Ainda em relação aos conteúdos históricos, a análise das propostas curriculares possibilita identificar indícios de incorporação e ou recontextualização dos avanços do campo historiográfico e pedagógico ou manutenção de traços conservadores no ensino da disciplina.

No que se refere às práticas docentes, a investigação permite verificar as táticas e estratégias (no sentido atribuído por Certeau), pelas quais eles “reinventam” o currículo. Para isso, é preciso identificar e compreender as redes de significados implícitos nas mediações entre o conhecimento histórico proposto nas orientações curriculares oficiais e na escolha do livro didático e as interpretações e recontextualizações desse conhecimento que o professor faz ao planejar, concretizar o planejado e avaliar a aprendizagem dos alunos.

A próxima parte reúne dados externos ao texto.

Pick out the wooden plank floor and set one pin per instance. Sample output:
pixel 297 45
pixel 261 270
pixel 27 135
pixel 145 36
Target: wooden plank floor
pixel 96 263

Do ponto de vista metodológico, busca-se articular as informações obtidas aos processos históricos e epistemológicos presentes no currículo oficial de História na rede municipal de ensino de São Paulo, no período focalizado. Esse procedimento permite apreender as diferentes dimensões em que o currículo se desdobra ao longo da sua trajetória e entender o papel desempenhado pelo professor da disciplina no processo de “tradução” do currículo oficial para o currículo em ação.